Dicen que el nuevo obispo trató de parar aquello un par de veces antes de conseguirlo por fin. La gente obedeció a regañadientes. Parecíamos querer entrar en el libro Guiness de los aplausos, al menos en los de la toma de posesión de un obispo. Pero el signo quedaba ya para la posteridad. El sensus fidei había triunfado una vez más sobre las manipulaciones de algunos medios de desinformación. Yo pensaba en Jesús cuando los fariseos querían que hiciera callar a las gentes que le aclamaban y Él respondió que si ellos callaban, hablarían las piedras.
Las piedras. Algo dijo el Maestro de edificar su Iglesia sobre una de ellas. Y el sucesor de Aquel a quien Jesús constituyó roca, acababa de nombrar a José Ignacio también sucesor de los Apóstoles en aquella porción de la Iglesia Católica que peregrina en Guipúzcoa.

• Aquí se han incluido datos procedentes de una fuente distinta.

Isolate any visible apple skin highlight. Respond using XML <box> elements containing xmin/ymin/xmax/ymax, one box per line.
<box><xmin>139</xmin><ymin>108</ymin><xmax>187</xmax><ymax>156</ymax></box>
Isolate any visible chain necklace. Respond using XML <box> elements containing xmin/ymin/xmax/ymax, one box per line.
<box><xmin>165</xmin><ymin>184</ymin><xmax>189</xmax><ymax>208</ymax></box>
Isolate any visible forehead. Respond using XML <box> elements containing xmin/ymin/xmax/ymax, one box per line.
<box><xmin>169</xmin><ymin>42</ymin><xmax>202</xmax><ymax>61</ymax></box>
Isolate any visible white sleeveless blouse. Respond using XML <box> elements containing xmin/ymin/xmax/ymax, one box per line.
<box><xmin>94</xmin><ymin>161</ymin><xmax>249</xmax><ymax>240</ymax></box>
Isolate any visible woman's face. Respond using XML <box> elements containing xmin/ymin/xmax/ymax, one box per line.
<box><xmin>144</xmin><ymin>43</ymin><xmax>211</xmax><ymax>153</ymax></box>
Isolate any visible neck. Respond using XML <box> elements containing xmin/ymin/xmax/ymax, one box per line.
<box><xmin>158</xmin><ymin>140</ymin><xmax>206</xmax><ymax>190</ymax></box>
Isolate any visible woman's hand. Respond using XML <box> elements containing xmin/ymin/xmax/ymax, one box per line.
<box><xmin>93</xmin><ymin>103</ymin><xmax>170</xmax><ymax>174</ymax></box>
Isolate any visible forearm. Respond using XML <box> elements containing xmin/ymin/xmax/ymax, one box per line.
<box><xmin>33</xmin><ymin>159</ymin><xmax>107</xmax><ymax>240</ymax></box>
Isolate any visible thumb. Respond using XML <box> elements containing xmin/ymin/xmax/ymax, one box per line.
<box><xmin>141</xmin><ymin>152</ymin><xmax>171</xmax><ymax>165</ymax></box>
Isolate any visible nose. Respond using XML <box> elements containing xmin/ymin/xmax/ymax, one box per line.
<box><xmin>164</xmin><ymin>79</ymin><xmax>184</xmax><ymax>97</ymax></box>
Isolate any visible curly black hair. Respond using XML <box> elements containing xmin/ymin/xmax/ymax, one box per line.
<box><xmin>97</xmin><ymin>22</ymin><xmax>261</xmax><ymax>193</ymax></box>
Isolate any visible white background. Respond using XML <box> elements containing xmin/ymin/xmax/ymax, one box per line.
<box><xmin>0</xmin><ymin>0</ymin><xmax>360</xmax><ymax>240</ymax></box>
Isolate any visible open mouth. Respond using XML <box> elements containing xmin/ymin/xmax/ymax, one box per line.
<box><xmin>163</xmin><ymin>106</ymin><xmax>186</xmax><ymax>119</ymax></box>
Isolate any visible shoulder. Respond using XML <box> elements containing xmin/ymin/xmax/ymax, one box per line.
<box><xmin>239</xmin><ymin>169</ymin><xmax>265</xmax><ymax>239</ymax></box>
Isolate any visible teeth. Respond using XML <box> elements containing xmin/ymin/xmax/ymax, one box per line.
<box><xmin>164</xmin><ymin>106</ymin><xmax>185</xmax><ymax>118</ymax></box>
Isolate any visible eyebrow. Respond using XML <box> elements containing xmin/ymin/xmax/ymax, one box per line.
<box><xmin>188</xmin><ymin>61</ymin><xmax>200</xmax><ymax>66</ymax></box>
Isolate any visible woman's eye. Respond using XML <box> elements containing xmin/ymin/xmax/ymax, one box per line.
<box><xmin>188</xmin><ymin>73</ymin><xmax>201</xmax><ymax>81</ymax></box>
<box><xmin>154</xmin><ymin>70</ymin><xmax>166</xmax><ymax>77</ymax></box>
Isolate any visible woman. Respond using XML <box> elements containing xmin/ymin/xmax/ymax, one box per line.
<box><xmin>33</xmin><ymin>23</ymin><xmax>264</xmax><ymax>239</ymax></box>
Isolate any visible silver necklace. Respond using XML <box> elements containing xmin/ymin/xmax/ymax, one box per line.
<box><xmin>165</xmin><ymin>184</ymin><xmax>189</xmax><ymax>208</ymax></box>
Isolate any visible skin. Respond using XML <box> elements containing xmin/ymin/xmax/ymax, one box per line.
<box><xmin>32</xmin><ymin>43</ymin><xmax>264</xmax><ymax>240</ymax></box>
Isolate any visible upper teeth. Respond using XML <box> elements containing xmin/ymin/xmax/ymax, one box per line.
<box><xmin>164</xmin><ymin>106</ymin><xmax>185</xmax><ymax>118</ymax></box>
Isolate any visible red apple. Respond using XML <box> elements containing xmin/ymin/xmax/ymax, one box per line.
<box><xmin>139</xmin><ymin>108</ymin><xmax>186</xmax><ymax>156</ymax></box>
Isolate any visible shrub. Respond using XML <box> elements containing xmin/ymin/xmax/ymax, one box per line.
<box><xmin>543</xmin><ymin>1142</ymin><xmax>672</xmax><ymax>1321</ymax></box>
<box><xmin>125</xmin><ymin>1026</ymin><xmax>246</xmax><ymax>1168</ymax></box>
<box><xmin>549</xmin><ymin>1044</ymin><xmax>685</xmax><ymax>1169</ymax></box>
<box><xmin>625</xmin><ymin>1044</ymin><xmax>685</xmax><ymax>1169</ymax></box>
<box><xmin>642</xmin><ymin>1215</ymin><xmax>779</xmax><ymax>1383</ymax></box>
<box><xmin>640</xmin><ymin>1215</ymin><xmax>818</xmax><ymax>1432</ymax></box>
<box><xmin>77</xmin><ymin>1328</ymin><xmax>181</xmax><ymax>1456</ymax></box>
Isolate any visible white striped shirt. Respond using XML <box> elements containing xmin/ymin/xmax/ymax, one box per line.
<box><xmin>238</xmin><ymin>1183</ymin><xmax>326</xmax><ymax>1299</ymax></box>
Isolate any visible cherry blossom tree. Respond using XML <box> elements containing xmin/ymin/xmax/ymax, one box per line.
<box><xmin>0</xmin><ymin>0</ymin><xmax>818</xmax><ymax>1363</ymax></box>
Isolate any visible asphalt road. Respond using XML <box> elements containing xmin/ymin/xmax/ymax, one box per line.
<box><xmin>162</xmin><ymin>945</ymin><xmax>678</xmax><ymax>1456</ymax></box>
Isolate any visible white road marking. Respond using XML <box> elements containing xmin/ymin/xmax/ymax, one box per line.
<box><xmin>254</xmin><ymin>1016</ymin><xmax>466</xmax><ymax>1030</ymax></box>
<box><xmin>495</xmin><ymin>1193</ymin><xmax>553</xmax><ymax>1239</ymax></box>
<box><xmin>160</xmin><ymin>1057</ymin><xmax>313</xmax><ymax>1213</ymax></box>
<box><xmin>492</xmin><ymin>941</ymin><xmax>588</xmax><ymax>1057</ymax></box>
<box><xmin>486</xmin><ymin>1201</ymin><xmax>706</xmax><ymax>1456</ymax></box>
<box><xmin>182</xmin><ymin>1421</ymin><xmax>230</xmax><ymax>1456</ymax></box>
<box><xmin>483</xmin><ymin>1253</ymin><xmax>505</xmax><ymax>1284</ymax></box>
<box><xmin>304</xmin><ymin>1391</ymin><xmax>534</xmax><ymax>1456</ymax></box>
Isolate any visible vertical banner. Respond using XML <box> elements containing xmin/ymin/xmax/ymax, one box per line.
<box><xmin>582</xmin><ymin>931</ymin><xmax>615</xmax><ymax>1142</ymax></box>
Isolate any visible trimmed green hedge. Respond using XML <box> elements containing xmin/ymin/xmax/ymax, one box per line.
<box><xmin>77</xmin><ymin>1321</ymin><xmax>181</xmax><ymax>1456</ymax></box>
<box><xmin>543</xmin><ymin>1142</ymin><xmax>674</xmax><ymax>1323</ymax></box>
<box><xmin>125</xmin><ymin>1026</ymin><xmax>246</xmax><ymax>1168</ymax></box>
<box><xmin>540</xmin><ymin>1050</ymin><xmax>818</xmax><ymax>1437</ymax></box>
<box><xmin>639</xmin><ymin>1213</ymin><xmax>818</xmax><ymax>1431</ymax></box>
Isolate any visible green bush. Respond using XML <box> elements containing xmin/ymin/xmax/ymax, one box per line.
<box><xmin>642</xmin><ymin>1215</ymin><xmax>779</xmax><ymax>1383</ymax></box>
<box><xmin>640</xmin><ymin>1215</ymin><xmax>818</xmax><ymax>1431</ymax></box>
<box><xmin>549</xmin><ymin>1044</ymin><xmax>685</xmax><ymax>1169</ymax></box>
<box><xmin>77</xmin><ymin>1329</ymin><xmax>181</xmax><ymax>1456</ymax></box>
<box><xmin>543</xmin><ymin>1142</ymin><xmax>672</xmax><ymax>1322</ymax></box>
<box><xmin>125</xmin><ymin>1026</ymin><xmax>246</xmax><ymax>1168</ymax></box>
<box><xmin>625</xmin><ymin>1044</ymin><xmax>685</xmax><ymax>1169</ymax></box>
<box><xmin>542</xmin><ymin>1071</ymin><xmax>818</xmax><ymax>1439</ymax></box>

La ceremonia siguió. Algunos tuvimos que secarnos algunos copos de nieve que, sin duda, se habían quedado pegados en nuestros rostros tras la nevada. Pero ahora resultaban deliciosamente cálidos, como el ambiente de aquella celebración. Sabíamos que éramos dichosos por ver lo que veíamos y oír lo que oíamos. Otros hubieran querido estar allí y no pudieron.
Al acabar nos pusimos en la fila para dar un abrazo al nuevo obispo local. Y la fila se hizo muy, muy larga. Cuando nos llevaron a comer al seminario —la diócesis cuenta con cinco seminaristas a día de hoy, veremos mañana—, el obispo había dado orden de que no le esperaran. Llegó hora y media más tarde, después de haber saludado a los últimos de aquella interminable fila.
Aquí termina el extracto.